Further Washington is a net energy exporter, primarily to California. That can be seen by the US Department of Energy real time electricity map https://www.eia.gov/electricity/gridmonitor/dashboard/electric_overview/US48/US48. If you click on a circle, there is a graph of interchange - power imports and exports. There are also some policy projects driven by the for-profit utilities I strongly disagree with to reduce the price California, primarily for-profit utilities pay for clean energy imports from Washington. That can be seen by the West Coast energy pricing system driven by California at https://www.caiso.com/todays-outlook/prices.
The point is that Washington really does not need to build as much new renewable generation as it is doing and it does not need to join the California for-profit energy market.
Since the 1980, the State of Washington has applied the ideas of the Bonneville efficiency engineering cost/benefit studies to the building code. Washington was an early leader in another dynamic efficiency system, customer load flexibility. That requires the building heating and cooling and hot water heating respond to utility signals when energy prices are high on the hottest and coldest days in the afternoon and evening. That simple flexibility can save a lot of money.

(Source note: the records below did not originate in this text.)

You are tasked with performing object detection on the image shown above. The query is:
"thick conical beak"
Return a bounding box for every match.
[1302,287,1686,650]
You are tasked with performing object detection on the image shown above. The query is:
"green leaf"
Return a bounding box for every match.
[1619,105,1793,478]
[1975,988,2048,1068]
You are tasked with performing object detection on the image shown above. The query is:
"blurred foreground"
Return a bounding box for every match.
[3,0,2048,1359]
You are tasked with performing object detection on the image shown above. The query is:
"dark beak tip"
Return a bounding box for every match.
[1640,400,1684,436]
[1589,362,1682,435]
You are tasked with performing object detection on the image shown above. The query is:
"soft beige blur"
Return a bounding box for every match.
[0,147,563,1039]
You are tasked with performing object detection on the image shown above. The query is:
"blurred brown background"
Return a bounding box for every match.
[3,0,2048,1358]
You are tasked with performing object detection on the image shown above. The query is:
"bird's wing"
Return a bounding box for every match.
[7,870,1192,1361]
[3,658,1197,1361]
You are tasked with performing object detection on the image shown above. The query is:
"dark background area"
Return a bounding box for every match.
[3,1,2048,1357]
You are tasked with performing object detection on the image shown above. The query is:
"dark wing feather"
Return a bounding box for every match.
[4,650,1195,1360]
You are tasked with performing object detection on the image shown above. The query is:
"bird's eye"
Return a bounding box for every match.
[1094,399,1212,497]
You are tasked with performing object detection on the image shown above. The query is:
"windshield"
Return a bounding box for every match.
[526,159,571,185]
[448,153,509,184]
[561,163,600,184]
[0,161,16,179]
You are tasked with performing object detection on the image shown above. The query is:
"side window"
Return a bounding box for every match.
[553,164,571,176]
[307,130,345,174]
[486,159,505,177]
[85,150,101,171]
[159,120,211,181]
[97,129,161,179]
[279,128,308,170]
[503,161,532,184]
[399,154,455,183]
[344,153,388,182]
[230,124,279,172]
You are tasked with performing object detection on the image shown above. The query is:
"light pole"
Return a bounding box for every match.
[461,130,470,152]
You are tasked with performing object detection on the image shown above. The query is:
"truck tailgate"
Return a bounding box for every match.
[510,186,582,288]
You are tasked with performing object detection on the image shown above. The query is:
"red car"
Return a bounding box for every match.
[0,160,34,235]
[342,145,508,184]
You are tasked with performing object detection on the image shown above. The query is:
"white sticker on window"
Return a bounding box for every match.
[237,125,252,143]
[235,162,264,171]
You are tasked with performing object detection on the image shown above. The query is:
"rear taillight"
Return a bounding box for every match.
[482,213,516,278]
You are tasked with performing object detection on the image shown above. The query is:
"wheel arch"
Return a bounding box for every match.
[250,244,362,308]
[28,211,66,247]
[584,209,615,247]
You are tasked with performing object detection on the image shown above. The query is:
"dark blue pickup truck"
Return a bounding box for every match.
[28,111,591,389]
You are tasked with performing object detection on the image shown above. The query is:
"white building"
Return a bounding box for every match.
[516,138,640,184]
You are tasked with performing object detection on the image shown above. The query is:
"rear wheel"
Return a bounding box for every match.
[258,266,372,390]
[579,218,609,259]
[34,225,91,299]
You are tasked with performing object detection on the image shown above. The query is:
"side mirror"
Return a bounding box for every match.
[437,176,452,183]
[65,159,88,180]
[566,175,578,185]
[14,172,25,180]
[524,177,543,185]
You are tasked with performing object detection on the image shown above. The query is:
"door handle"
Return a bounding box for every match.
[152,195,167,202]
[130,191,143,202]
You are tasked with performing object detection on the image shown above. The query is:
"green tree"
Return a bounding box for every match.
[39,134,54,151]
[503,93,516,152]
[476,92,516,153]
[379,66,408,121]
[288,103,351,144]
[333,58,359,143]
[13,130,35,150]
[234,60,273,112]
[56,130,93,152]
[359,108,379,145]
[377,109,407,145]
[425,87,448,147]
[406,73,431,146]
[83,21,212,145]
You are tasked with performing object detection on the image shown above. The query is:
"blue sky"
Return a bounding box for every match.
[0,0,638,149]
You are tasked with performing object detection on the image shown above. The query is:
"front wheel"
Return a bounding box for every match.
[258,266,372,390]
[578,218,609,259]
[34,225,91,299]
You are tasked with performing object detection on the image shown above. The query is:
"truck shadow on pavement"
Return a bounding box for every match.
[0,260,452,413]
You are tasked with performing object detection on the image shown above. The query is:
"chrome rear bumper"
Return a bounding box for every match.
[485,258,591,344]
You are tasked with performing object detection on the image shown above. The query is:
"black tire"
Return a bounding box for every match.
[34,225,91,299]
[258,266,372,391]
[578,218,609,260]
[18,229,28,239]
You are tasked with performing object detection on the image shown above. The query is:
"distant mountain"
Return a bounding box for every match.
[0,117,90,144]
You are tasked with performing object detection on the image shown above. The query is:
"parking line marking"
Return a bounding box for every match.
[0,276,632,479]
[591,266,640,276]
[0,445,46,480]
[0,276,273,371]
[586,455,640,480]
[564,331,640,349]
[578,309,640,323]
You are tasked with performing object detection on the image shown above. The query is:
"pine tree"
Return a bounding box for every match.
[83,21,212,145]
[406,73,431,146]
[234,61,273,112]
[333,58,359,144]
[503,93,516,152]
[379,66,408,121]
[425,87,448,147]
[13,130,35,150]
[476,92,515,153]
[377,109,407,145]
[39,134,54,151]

If you are building residential, the Washington code is likely requiring building sealing, thicker insulation, better doors and windows, and more efficient mechanical systems. Space heating and cooling with heat pumps is easy. I would agree heat pump water heaters are not ready for prime time, yet. Generally residential customers expect at least a 10 year life for their mechanical systems.
If you are building in Clark County, they are somewhat of a special case as a slice customer. They have an about 250MW natural gas generator that takes a long time to start and stop. They would likely seek to phase that out and replace it with renewables backed by storage, or with increased purchases from the Mid-C generators, Chelan, Douglas, and Grant.
In summary, Washington and its nonprofit utilities have world-leading energy planning policy, low electricity prices, and efficiency in buildings other states can emulate.
If you are in the Clark-Thurston area, I'm in Portland and glad to chat over coffee. I'm interested in the architect/builder efficiency experience.
Long way around to say, they have the option for a minor rebate in your bill if you allow them to have a kill switch on your HVAC unit. They won't use it more than 30 minutes at a time per day. This would allow them to shift some peak demand in the summer when they are having to run up near the limits. Of course this saves me no money as the HVAC just has to work harder after it comes back on to catch up. When they send me the mailers trying to get me to opt in my thought has always been, "if only there were a way for me to generate some extra power on those cloudless hot days to help reduce their peak needs. You know something that worked best the sunnier it is. Oh yeah, there is and the bastards make it unaffordable for me to have that."
Now I would be happier if they invested more in large solar so I can just pay the bill. They have a couple projects in the works, but have been foot dragging on implementing it for a few years. Maybe it doesn't make for good economics for them. They still don't have to artificially make it bad economics for me to do it locally. Maybe a 15 year pay-off suits me and it is too slow for them. We'd both benefit if I did it.